9.Cómo debemos explicarles a nuestros hijos cuando nos preguntan: ¿De dónde vienen los niños?. Dice ser Sergio Bethencourt.

Cuando un niño pregunta hay que contestarle y mejor que seas tú porque si no encontrará quién le de una respuesta que puede ser distinta a la que tú le quieres dar. Así que, adapta tu lenguaje y la información a la edad que tenga el niño y contéstale a lo que te pregunta.
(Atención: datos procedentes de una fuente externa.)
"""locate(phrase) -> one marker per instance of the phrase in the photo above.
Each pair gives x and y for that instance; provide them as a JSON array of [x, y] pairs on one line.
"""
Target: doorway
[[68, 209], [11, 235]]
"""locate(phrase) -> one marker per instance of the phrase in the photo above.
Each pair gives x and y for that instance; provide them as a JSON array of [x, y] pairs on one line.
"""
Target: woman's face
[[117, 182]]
10. ¿opina que el cachete en casos puntuales puede estar justificado?Evidentemente hay que intentar dialogar primero pero hay niños con los que no se puede

A mí me los pegaron y la verdad sirvieron para educarme. Dice ser Pregunta.

No, porque lo que tu hijo aprenderá es que la agresión es una forma de solucionar conflictos.
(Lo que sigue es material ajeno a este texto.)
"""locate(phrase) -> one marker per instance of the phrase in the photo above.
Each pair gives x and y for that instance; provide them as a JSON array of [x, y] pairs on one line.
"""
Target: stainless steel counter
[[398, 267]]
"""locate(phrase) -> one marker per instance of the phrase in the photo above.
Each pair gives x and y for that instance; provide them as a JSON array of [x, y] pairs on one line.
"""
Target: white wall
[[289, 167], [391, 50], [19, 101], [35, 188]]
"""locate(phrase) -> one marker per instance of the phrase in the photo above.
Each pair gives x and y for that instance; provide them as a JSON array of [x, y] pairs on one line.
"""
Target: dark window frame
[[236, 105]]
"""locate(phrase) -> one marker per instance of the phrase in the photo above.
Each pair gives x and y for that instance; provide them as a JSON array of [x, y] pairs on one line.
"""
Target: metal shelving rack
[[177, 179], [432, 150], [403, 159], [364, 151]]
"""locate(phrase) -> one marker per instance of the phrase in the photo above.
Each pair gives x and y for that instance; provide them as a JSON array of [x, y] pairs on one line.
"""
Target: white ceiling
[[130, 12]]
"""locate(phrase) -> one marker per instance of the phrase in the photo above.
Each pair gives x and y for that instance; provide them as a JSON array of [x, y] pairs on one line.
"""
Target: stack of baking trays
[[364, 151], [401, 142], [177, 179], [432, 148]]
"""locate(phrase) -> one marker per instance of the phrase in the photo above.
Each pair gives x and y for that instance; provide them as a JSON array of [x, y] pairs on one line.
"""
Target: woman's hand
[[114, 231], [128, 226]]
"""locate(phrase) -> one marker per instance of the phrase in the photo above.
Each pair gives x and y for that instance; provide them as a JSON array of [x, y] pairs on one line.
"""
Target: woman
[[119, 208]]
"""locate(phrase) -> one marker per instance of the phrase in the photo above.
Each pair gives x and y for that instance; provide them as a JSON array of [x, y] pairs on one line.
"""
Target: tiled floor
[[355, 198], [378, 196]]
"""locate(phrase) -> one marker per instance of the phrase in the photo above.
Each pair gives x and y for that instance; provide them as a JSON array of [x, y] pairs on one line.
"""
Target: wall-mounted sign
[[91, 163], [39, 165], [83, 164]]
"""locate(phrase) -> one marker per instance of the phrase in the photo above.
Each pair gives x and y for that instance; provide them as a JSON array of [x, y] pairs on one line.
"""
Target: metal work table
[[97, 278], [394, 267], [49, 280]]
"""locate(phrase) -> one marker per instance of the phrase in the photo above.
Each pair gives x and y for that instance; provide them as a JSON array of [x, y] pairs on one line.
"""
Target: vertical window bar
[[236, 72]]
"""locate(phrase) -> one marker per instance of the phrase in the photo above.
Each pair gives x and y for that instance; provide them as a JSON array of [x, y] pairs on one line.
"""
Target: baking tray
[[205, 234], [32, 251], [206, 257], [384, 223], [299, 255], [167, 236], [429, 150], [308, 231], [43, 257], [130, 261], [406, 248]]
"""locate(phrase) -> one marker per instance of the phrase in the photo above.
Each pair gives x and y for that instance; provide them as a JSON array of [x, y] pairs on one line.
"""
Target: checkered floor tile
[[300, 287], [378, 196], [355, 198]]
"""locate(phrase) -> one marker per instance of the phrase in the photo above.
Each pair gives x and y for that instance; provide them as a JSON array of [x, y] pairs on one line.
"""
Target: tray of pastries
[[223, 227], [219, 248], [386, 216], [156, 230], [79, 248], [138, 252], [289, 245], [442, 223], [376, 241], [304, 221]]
11.Hola! Le quería hacer una pregunta: Si un niño necesita mimos para llamar la atención, se los tendríamos que dar??? Dice ser Mireia.

Los niños necesitan mimos y hay que dárselos. La idea es NO asociar los besos o caricias cuando se están dando comportamientos negativos. Es decir, no des besos a tu hijo en plena rabieta pero sí y muchos cuando esté tranquilo.
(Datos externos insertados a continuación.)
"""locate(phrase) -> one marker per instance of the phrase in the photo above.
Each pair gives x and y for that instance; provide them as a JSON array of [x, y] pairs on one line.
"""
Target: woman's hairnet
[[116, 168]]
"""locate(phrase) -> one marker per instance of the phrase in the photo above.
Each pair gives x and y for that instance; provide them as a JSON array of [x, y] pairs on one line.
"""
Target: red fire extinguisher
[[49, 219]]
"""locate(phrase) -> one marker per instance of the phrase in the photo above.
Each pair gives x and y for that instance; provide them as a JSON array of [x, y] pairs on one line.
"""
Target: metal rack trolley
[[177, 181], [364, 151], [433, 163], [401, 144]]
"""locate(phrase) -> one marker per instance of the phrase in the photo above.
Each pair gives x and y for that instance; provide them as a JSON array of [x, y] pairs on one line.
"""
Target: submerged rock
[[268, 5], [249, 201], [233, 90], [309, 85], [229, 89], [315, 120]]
12.Rocío: Mi nena de quince meses está habituada a tener mi atención permanente todo el tiempo. Ahora, cada vez que quiero tomarme un minuto para alguna actividad, hace un berrinche. Como aún es pequeña, temo que si no la atiendo se sienta abandonada, pero… ¿es así o es sólo idea mía? ¿Qué puedo hacer? Dice ser Inés.

Efectivamente tu niña quiere que estés permanentemente con ella pero tiene que aprender que «mamá no le va a solucionar todo». Dale tiempos donde no estés tú y ella esté jugando, le estarás enseñando a ser autónoma.

Rocío Ramos Paúl, psicóloga especializada en Educación Infantil, es la Supernanny española en la cadena Cuatro.

En el programa Supernanny, Ramos Paúl atiende los casos de niños de entre 2 y 10 años que presentan problemas de conducta normales habituales en cualquier familia.

Rocío Ramos Paúl tiene 35 años y es licenciada en Psicología y Máster en Psicología clínica. Ha desarrollado su actividad profesional educativa tanto en el ámbito privado como en instituciones públicas.

Por su consulta han pasado casos de niños con problemas tan comunes como la resistencia a la hora de comer, los miedos nocturnos y las pesadillas, la rivalidad entre hermanos, niños rebeldes…

Como educadora de menores ha trabajado en instituciones de atención a la infancia y la adolescencia desprotegidas y en proyectos de prevención al menor. Ha realizado intervenciones domiciliarias y en situaciones de crisis y ha participado en los seguimientos y orientación de los casos.

Las técnicas de las que se sirve Rocío en su trabajo están basadas en la psicología cognitivo-conductual, aunque a menudo se apoya en su creatividad para dar un enfoque distinto a esos métodos.